I experience reality in such a way that certain processes are irreversible. Eggs do not uncook, they only cook, that sort of thing. That's my arrow of time.

Conventional physics calls it "the" arrow of time. Much like how we used to call Earth "the" center of the universe. It feels like the kind of thing that we've gotten wrong before. Like maybe it says more about us than it says about eggs.

Could there be a process that is heading the opposite direction? A perspective for which eggs uncooking is the normal state of affairs? Who am I to shut the door on a possibility like that?

It's the kind of thought experiment that leads to theory creation: What if all events, and not just the small ones of particle physics, are symmetry-preserving? What might we have to change about our concept of energy to make that fit?


I really don't think so, getting the arrow of time to go a different way requires more than entropy locally decreasing, despite various popular descriptions. In most current theories of cosmology it should only go one way. Obviously there's general and special relativity, but they still have time going in the same direction, just at "different speeds", if you want to call it that.

Edit: remember, we don't live in "The Clockwork Rocket", our GR uses the Lorentzian manifold, not a Riemannian manifold.
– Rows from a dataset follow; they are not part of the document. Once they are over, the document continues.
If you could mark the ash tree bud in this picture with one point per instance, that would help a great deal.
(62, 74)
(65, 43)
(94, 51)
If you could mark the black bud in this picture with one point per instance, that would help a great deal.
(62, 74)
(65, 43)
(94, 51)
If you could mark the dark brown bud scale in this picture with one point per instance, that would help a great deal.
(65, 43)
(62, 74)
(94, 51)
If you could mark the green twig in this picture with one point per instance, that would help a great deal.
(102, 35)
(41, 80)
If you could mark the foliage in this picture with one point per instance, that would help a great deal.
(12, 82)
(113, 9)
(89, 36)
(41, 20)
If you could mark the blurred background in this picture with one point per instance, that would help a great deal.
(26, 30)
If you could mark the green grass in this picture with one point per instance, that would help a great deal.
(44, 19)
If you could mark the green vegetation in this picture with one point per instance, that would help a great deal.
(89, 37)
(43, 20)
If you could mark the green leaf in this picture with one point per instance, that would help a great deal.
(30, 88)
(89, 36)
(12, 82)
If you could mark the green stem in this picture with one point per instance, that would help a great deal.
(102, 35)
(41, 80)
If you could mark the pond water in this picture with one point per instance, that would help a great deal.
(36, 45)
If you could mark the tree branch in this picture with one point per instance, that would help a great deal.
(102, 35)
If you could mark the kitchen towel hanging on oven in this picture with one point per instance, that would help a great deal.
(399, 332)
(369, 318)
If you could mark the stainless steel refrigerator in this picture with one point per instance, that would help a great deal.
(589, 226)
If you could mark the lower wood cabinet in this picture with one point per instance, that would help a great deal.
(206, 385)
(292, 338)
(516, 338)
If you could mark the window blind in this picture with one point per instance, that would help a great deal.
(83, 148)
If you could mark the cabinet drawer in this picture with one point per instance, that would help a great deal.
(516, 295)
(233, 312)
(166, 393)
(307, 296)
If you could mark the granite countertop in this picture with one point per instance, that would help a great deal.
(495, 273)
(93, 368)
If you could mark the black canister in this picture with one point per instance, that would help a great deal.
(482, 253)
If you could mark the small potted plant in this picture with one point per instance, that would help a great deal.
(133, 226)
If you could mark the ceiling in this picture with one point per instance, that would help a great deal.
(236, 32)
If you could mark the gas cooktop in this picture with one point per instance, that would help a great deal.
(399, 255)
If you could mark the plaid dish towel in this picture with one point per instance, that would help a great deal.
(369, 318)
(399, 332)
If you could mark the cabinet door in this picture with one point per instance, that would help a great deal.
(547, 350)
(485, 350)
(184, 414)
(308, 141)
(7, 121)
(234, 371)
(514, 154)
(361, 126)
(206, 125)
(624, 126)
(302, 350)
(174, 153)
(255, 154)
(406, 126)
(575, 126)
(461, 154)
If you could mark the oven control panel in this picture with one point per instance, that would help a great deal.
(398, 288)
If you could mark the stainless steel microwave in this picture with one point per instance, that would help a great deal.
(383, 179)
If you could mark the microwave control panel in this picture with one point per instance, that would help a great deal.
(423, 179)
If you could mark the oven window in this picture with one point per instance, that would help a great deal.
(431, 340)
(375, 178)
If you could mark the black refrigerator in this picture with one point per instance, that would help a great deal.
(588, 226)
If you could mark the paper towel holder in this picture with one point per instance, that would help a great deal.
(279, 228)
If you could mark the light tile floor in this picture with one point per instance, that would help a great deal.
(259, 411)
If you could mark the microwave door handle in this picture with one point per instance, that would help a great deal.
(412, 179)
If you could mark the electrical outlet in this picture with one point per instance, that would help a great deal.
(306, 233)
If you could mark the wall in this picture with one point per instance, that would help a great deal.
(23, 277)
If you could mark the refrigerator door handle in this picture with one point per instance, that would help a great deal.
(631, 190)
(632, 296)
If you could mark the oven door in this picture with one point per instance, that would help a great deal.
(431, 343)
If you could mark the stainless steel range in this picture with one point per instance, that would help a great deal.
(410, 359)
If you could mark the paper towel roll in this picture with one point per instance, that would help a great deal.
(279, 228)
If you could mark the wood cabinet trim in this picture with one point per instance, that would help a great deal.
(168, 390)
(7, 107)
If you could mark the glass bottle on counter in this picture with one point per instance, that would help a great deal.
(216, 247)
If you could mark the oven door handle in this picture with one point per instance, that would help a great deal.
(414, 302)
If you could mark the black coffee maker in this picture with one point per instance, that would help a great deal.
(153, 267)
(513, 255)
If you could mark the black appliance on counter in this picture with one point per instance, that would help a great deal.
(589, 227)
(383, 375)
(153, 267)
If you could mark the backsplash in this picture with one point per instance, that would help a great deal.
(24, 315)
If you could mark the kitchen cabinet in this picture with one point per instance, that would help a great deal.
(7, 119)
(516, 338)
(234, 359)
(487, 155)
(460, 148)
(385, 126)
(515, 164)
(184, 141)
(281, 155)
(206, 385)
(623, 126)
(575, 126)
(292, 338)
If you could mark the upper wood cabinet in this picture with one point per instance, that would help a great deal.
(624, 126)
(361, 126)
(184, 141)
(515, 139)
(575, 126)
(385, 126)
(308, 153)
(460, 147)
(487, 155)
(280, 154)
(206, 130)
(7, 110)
Curvature isn't necessary here; all we need is time-orientability, so we can even be more general than a Lorentzian manifold. We can achieve time-orientability by comparing how strictly we must constrain the degrees of freedom of, for example, an adiabatically expanding or contracting cloud of gas of non-interacting test particles below some critical mass-density such that expansion will carry on forever, rather than there being some eventual recontraction. This is perfectly doable in flat spacetime. It's essentially just a problem in statistical mechanics, as we can arrange time-orientability this way without having anything to do with relativity.

We don't really need time-orientability in relativity; it is perfectly reasonable to have solutions to the field equations which are static or stable periodic (and thus there is no clear past/future). Conversely, more generally we can get time-orientability in a wide variety of dimensions other than 3+1.

Relativity just tells us that where there is some global time-orientable feature, every observer will agree what's the past and what's the future of that feature. However, complex observers may have some internal degrees of freedom providing a local notion of time-orientability which could be unaligned with the global feature (and other observers' local features).

I don't see how any of this can relate to "consciousness" though. Also, our universe really doesn't admit backwards time travellers as far as we can tell, so whether and how the wider universe "corrects" observers who have different past/future orientations is really really really academic from a physics perspective. Sean Carroll's blog had a lot about that a decade or more ago, which you can probably dig out of preposterousuniverse.com or wherever.


You're right of course. I'm not trying to argue for this toy theory of mine to be considered as an alternative to the physics we've worked so hard to achieve.

I tried that many years ago, it didn't work out. But that's ok, it was more about the journey anyhow.

My point is just that I had to get sufficiently "out there" in order to have panpsychism show up organically, but now that I have, it's a pretty comfortable perspective.

I thought I'd share because most people seem a bit repulsed by it, which is a shame because it's fun.